For weeks, she played for two hours every day, along with attending online lectures on immunology and other topics and Zooming with friends and family. 

Even now that she’s getting out more, she still plays online several times a week. “That part has been great,” she says. “Playing online bridge is a lot different. It’s more intense.” And she can play with friends no matter where they are.

It was June before she finally felt up to going out again. The reaction of some people she encountered while dining out or playing bridge with small groups of friends surprised her.

“People gave me strange looks and said I was crazy. It really was something. I think they were afraid that I could give it to them.”

Once she knew that she was no longer contagious, Regan was anxious to get back in the swing of things. “It was so great to see people,” she says.

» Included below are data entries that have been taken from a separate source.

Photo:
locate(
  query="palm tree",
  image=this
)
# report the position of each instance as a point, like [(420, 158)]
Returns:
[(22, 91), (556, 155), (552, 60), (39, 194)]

“I’m curious what it’s going to be like when you’re really allowed to do whatever you want again,” she says. “Will people return to their lives as if the past year never happened?”

Regan herself plans to resume one important pre-pandemic activity that she skipped in the months after her illness.

Last summer, she didn’t go north to Buffalo or the Niagara Peninsula in Canada as she usually does. “Canada was off-limits, and I didn’t want to quarantine for two weeks. My husband was happy to stay put, so I just laid low all summer and followed a healthy regime.”

This year, though, she hopes to head north for a visit with her daughters and grandchildren, one of whom she hasn’t seen for 18 months. She’d also love to get over the border to see friends in Canada. “We’ll just have to wait and see,” she says.

Reflecting on the seemingly indiscriminate nature of the virus, Regan wonders why some of her younger and outwardly healthier friends succumbed to the virus or had more extreme cases. A two-time breast cancer survivor herself, she adds, “I do have a suppressed immune system. I’ve had a lot of illnesses, so I guess I’m tough.”

Comparing the two diseases, she says “having cancer was much worse, but I didn’t have as bad a case of COVID as others. I didn’t have to go to the hospital. With cancer, there was a lot more anxiety. I felt horrible [with COVID-19], but I didn’t think I was going to die.”

Regan, who lost several friends to COVID or from complications afterward, says that people should continue to take the disease seriously. “It’s a big deal. If you think you’ve got it, you really should get tested and be honest. Take precautions.”

“I’m back out there socializing, but I don’t have as much energy,” says Regan, who has had her COVID-19 vaccination but continues to wear her mask in deference to other people.

“I’m back to walking and exercising every day. I swim whenever I can. I even took a golf lesson recently. I haven’t played in almost a year, so I’m rusty.”

Her bottom line after contracting and recovering from COVID-19 in the midst of a year-long, ongoing pandemic: “Take precautions and make safe choices, but live your life.”